Export and Import a Data Mapping for Modeling (Emulating) a DI (ETL/ELT/CDC) Tool

Overview

Any data mapping with replication mappings and/or query mappings can be exported (without loss) to the Data Mapping Scripts format. This format is based on the standard database SQL Data Manipulation Language (SQL DML) syntax and includes both:

The data connection data models (e.g. database schema, tables, columns) of their source and target data stores faithfully representing any supported technology (RDBMS, NoSQL, File Systems)
The data integration (DI/ETL/ELT/CDC) for the data flow lineage between these data stores.
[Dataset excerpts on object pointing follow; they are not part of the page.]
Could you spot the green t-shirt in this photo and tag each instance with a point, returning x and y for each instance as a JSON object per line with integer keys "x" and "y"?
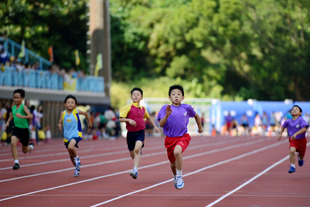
{"x": 20, "y": 123}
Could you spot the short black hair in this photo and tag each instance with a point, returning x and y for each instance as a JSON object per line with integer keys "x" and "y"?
{"x": 70, "y": 96}
{"x": 136, "y": 89}
{"x": 176, "y": 87}
{"x": 297, "y": 107}
{"x": 20, "y": 91}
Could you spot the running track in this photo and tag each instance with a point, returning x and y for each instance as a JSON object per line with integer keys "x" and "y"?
{"x": 218, "y": 171}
The specifics of the syntax for the data mapping script format is explained in a sample file at:

*$MM_HOME*/conf/MIRModelBridgeTemplate/DataMappingScript/DataMappingScriptTutorial.sql

The data mapping scripts can be edited /modified, or may be generated entirely from scratch to model (simulate) a DI/ETL/ELT/CDC tool which may not be a part of the supported tools for a native model import.

The data mapping scripts can then be imported as independent DI models or may be imported back into a data mapping, where one may continue to benefit from the UI data mapper UI. The resulting data flow linage would be the same in both cases.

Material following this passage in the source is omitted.